I've got a dataframe with numeric values between 0 and 1. I'd like to use if_any to do numeric value filtering:

df <- data %>%
filter(if_any(everything(), . > 0.5)

This spits out an error instead:

Error: Problem with `filter()` input `..1`.
ℹ Input `..1` is `if_any(everything(), . < 0.5)`.
x Problem with `across()` input `.fns`.
ℹ `.fns` must be NULL, a function, a formula, or a list of functions/formulas.

Does anyone have a working way of doing this filtering in a tidy way?

Thanks!

Christopher Penn
  • 539
  • 4
  • 14

3 Answers3

3

You're really close. The erorr message you've gotten is because you forgot the tilde ~:

df <- data %>%
        filter(if_any(everything(), ~ . > 0.5)

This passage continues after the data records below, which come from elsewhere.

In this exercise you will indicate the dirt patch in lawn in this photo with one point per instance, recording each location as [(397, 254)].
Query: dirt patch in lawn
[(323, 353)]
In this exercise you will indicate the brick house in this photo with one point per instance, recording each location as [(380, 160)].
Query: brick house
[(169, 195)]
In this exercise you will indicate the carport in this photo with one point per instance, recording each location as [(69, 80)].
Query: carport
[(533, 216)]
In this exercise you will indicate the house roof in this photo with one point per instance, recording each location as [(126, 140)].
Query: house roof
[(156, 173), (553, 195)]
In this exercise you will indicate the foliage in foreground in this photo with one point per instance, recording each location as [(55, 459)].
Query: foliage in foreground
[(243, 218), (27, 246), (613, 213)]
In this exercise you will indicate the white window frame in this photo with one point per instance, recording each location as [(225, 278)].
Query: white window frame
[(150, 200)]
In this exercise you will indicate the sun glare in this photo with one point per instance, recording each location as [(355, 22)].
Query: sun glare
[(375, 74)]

I might suggest adding an additional column selection where you only apply your criteria to numeric columns (otherwise you will get an error if you have character or factor variables in your data frame):

df <- data %>%
        filter(if_any(where(is.numeric), ~ . > 0.5)
LMc
  • 12,577
  • 3
  • 31
  • 43
  • 1
    Thank you, that is super helpful. How would one pronounce that tilde if reading the line of code out loud? I think it would (might?) help me to remember that! – George D Girton Nov 22 '22 at 19:20
  • 1
    @GeorgeDGirton I am not sure about reading it out loud. Generally, you should be aware that you are trying to apply a function across your columns, where the column is the function input. The `~` is a unique way of creating an anonymous function in the `tidyverse`. It is short hand for doing something like `function(x) x > 0.5`. Here is [more information](https://stackoverflow.com/questions/67643144/where-is-the-purrr-operator-documented) on the `~`. – LMc Nov 22 '22 at 20:11
  • Do you need 'if_any' with 'where'? I find that when I remove 'if_any' in a similar line of code I get results I expect. – mkrasmus Mar 23 '23 at 23:37
0

You can use filter_if:

data(iris)
iris %>% filter_if(is.numeric, ~ .x < .5)

This will filter all the numeric column of your dataset according to the condition you define, here < .5

0

We may also use rowSums in filter

library(dplyr)
data %>%
    filter(rowSums(. > 0.5) > 0)
akrun
  • 874,273
  • 37
  • 540
  • 662